Last Thursday, Kinder Morgan Canada, a subsidiary of Kinder Morgan Inc. (NYSE: KMI), filed documents to come public on the Toronto Stock Exchange (TSX). The initial public offering (IPO) was completed Tuesday morning with the sale of 102.94 million restricted voting shares at a price of C$17.00 per share. Underwriters have an overallotment option on an additional 15.44 million shares.
The preliminary filings were made in late April and the final prospectus was filed May 25. That’s pretty quickly as these things go. And the IPO was completed right after a three-day weekend in the United States, not the best day for an IPO typically.
Kinder Morgan Canada trades on the TSX under the ticker symbol KML, and Kinder Morgan retains ownership of about 70% of the Canadian firm’s stock. If the underwriters exercise their overallotment, Kinder Morgan’s percentage of ownership drops to around 66%.

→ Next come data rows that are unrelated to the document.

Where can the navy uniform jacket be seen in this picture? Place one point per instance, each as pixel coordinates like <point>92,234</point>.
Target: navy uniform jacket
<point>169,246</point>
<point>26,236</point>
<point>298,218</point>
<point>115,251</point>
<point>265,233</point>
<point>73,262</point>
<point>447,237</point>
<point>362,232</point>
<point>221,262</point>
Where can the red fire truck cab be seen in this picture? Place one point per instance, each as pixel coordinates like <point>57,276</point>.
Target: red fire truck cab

The stock is off to an inauspicious start, trading down about 4.5% in the noon hour at C$16.24. Shares traded as low as C$15.25 earlier this morning.

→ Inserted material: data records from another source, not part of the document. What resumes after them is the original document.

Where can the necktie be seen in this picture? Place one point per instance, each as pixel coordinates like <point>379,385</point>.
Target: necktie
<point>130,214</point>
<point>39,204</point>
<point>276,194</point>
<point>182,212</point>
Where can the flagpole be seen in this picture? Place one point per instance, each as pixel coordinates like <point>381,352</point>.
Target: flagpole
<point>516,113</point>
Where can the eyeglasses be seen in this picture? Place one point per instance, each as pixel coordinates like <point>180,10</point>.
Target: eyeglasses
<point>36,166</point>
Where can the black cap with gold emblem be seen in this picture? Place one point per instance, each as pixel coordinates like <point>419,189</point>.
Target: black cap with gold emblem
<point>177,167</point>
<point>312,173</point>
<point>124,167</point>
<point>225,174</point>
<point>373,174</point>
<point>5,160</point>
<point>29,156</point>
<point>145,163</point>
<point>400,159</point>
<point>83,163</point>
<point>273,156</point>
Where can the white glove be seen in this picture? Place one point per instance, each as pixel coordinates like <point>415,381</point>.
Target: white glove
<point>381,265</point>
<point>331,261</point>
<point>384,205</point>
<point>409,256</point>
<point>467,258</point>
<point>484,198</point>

Gross proceeds from the IPO were expected to reach C$1.75 billion (about U.S.$1.3 billion), and the lion’s share of the funds are directed to the expansion of the Trans Mountain pipeline from its current capacity of 300,000 barrels a day to 890,000 barrels. The federal government and prime minister Justin Trudeau approved the pipeline project earlier this year, but opposition remains.

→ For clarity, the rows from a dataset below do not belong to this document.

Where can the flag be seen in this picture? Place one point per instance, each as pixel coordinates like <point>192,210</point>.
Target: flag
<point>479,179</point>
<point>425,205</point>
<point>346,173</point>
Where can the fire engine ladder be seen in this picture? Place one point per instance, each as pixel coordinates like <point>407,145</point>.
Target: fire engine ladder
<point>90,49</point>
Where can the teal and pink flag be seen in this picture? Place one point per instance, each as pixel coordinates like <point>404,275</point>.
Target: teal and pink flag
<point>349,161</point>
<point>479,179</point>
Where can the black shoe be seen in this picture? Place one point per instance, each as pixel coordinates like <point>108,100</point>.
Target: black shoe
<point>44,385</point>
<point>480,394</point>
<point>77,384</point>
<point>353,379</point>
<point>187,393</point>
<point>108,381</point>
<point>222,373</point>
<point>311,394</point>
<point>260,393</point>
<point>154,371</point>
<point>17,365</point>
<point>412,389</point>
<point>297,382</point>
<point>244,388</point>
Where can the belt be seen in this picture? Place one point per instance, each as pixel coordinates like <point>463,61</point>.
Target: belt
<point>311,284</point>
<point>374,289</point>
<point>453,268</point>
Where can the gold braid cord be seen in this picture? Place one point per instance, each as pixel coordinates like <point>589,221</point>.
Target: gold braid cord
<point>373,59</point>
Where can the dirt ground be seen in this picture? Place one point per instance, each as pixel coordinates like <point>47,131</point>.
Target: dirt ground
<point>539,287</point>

For one thing, the British Columbia provincial government headed by the Liberal party supported the expansion of the Trans Mountain pipeline, but the party lost a recent election and the winning New Democratic Party (NDP) party has formed a coalition government with the Canada’s Green party. Neither supported the pipeline expansion.
The expansion project already is hampered by at least a dozen legal challenges, all on different grounds, and at least some of the country’s First Nations have also aligned themselves against the project. In its final prospectus, Kinder Morgan Canada even noted:
A prospective investor should carefully consider each and every one of the risk factors set out below. In addition, prospective investors should carefully review and consider all other information contained in this prospectus before making an investment decision. An investment in Restricted Voting Shares should only be made by persons who can afford a significant or total loss of their investment.
This is often just boilerplate. In this case, there are, indeed, significant risks. The biggest may be funding. Gross proceeds of C$1.75 billion are a small part of the overall estimated C$7.4 billion Trans Mountain expansion project.